The audience entered the world of Kathy Change through blue streamers. From the ceiling of the small blackbox theatre hung an eclectic collection of lights, strings, disco balls, and paper lanterns. The stage, just slightly below the risers that surrounded it, was marked by an enormous black peace sign. Using elements of music, dance, film in combination with traditional elements of documentary theater such as interviews with and writings of Change, a cast of seven actors guided an audience through her life and her mind in a piece that was part docudrama and part dream reality.
The show did not attempt to create a biography of Change. The majority of the play’s characters were fictionalized, and the “real events” slipped into imagined dream sequences. It was an appropriate method with which to portray Kathy’s life, given that her own goals stemmed from real world problems but looked toward utopian solutions.
The show's greatest successes were the questions that it generated. Though no single event stands out as the conflict, Kathy’s struggle is her fight to be heard. We see Kathy being passed by in the rain, mocked by students, shunned by other artists, and rejected by publications. The fact of her audience’s neglect leading up to her 1996 self-immolation raises questions of the aims and achievements of radical activists. If no one is listening, what are they accomplishing and how do they persist?
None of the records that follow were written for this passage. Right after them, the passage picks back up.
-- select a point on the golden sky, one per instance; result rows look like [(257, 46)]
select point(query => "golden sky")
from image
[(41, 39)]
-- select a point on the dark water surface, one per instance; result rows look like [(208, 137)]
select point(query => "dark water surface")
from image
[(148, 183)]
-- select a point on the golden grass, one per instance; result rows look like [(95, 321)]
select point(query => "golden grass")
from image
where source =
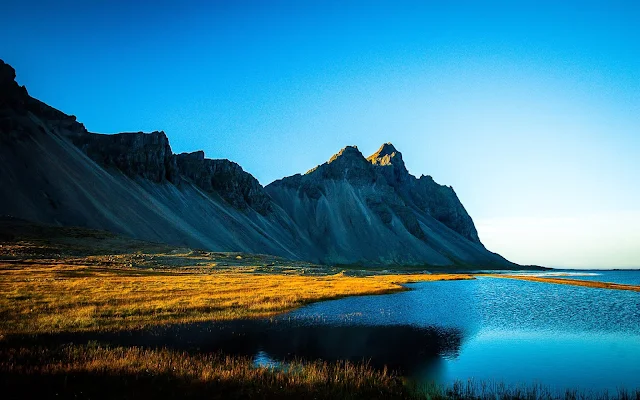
[(574, 282), (51, 296), (104, 372)]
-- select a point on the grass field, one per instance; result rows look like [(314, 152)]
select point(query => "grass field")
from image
[(70, 280), (56, 296)]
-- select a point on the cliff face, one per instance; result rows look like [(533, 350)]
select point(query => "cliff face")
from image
[(350, 209), (226, 178), (371, 210), (145, 155)]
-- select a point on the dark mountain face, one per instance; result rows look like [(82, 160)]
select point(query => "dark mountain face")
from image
[(356, 209), (350, 209)]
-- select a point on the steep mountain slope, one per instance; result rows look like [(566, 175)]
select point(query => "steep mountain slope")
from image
[(53, 171), (348, 210), (371, 210)]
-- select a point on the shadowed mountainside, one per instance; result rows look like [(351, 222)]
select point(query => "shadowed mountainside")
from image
[(350, 210)]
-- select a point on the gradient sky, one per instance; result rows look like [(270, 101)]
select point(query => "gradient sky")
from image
[(530, 110)]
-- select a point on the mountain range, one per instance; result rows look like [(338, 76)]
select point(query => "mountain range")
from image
[(350, 210)]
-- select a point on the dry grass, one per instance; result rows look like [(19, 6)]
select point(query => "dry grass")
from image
[(99, 372), (132, 372), (55, 296), (574, 282)]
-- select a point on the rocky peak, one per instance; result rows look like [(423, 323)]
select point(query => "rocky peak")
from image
[(348, 163), (347, 154), (11, 94), (391, 164)]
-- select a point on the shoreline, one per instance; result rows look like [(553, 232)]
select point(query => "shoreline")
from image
[(567, 281)]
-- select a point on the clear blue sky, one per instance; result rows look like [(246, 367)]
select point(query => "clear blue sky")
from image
[(530, 110)]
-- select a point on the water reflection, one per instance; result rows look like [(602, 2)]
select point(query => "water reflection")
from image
[(402, 348)]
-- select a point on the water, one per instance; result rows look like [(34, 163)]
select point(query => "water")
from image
[(509, 331), (487, 329), (623, 277)]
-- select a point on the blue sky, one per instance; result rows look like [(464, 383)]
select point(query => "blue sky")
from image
[(531, 111)]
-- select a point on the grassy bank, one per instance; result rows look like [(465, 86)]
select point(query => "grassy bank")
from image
[(50, 297), (98, 372), (573, 282)]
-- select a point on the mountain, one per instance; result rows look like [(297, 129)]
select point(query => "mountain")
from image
[(349, 210), (356, 209)]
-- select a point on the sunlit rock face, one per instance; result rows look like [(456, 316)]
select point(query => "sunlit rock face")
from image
[(372, 211), (349, 210)]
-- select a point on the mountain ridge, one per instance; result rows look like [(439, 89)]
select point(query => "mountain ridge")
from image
[(351, 209)]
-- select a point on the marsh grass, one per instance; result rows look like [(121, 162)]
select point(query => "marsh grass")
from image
[(52, 296), (95, 371), (482, 390), (132, 372)]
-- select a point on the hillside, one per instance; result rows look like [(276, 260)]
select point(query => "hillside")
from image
[(350, 210)]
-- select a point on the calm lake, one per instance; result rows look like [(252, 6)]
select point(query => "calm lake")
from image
[(500, 330), (487, 329)]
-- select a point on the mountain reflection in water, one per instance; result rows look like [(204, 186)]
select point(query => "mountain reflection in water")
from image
[(402, 348)]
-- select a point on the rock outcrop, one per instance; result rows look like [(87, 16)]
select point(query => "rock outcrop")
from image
[(349, 210), (226, 178), (371, 210), (145, 155)]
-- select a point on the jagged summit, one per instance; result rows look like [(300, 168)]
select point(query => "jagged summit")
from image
[(350, 209), (390, 160), (348, 152), (386, 155)]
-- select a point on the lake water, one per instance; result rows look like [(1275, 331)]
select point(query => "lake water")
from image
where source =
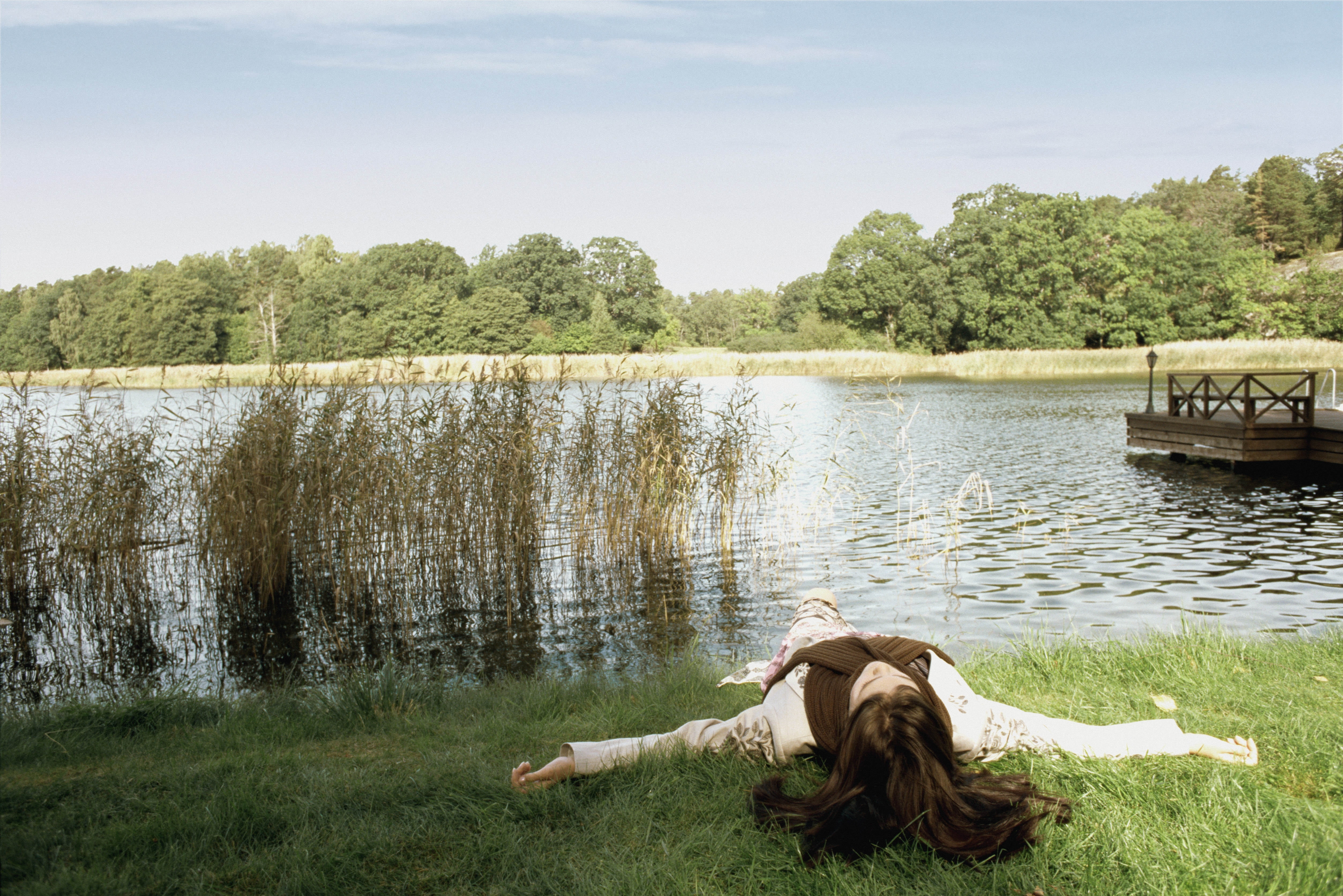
[(1064, 531), (1087, 535)]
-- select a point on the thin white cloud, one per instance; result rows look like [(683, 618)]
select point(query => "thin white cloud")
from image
[(275, 14), (389, 50), (401, 37)]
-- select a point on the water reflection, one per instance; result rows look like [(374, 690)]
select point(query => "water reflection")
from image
[(1083, 535)]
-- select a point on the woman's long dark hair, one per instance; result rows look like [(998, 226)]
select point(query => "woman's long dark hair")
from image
[(896, 774)]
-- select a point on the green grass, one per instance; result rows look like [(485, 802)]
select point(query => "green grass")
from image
[(386, 784), (1207, 355)]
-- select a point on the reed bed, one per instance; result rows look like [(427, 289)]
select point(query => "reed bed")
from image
[(1212, 355), (307, 527)]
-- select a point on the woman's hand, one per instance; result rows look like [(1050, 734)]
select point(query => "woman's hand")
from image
[(556, 770), (1237, 750)]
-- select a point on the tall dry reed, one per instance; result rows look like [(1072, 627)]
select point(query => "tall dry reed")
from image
[(297, 527), (1212, 355)]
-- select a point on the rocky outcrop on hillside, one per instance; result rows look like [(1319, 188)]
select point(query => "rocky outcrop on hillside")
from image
[(1329, 261)]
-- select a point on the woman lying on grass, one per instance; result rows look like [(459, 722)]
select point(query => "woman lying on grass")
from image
[(898, 722)]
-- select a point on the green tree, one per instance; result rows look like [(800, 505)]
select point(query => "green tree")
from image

It’s all too easy to dismiss the words of radicals, to call them crazy, to ignore their cries. Perhaps it’s true that their ideas aren’t practical, perhaps they are at times hard to understand. But if radical approaches are not the answer, neither are passive alternatives. Is there a single point on the spectrum, an exact formula, or a correct way to be an activist?
As the rising generation, we all like to call ourselves activists, searching for our places in various movements somewhere between hashtags and peaceful protests. We know that we want change and are quick to identify problems and condemn them. Sometimes we even propose solutions, but this is the hard part. Listening to Soomi Kim recite Kathy’s speeches on stage, I could feel her passion and understand her frustrations with the world. But the thought kept running through my mind: What exactly is it that she wants? It’s harder to picture the future than look at the present, it’s difficult to mark progress when the goal is out of sight.
“Chang(e)” concluded its run at HERE Arts Center on Nov. 22nd, having revived the voice of an artist and provoked the audience to reconsider their relationships to reform.